Ahad Wage, 23 Juni 2019, waktu rutinan ngaji matan burdah selalu dilaksanakan di Pondok Roudhotuttullab Sendang Duwur, Paciran, Lamongan. Saya yang biasanya naik mobil, kebetulan mendapatkan bagian naik bus sejak dari terminal Osowilangun. Dari Pasuruan ke terminal Osowilangun, saya diantar oleh Ayah mertua dan keluarga.
Kebetulan, saya sedang membawa buku manaqib Mbah Djalil Tulungagung yang kurang beberapa halaman lagi habis saya baca. Saya manfaatkan kesempatan naik bus dari terminal Osowilangun menuju Paciran, Lamongan.
Kebetulan, dalam bab-bab terakhir diceritakan kisah Mbah Djalil yang mencoba ilmu tawakkal dengan mengajak salah satu santri beliau. Beliau berangkat ke Jakarta PP Tulungagung hanya berbekal tiket dan tidak dilarang membawa uang sepeser pun. Singkat cerita, ada saja pertolongan Allah SWT selama perjalanan.
Setelah membaca cerita itu, saya pun senyum-senyum sendiri di dalam bus sambil membayangkan kok bisa begitu.

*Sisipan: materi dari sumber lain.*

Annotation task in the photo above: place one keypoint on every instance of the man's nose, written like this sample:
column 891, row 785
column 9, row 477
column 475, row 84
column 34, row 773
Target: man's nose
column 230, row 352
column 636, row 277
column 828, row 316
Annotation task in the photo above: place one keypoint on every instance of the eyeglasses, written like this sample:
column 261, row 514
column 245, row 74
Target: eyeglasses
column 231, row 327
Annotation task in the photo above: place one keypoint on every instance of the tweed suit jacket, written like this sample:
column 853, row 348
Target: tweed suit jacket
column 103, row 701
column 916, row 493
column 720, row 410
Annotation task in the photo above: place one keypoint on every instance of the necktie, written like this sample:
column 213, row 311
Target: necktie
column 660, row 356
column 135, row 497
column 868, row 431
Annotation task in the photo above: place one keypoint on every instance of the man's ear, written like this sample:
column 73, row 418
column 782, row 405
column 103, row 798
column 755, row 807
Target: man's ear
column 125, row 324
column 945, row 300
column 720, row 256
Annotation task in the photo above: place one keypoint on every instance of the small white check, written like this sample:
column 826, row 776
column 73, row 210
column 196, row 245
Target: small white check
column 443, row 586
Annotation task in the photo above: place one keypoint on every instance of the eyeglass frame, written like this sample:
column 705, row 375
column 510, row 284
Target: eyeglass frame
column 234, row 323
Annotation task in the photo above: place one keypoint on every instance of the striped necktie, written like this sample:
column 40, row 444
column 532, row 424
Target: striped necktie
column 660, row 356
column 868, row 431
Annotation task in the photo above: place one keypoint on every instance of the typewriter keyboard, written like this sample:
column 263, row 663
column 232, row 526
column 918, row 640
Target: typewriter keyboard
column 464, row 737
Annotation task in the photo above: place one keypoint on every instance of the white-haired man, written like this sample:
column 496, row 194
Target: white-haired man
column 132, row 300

Akhirnya, saya mengalami kejadian yang lucu menurut saya, tidak mirip tapi ada kesamaan sedikit.
Kebetulan, bus Armada Sakti yang mengangkut dari Paciran ke Surabaya terakhir mangkal pukul 4 sore, sedangkan ngaji burdahnya selesai sekitar pukul 5 sore dan kalau dihitung dengan perjalanan pulang ke rumah Bapak saya, sekitar 30 menitan. Saya pun santai saja karena biasanya, dulu sewaktu sering naik bus Armada, bus ini berangkat terakhir pukul 7 Malam. Saya pun berkehendak pulang setelah salat Maghrib dan ternyata……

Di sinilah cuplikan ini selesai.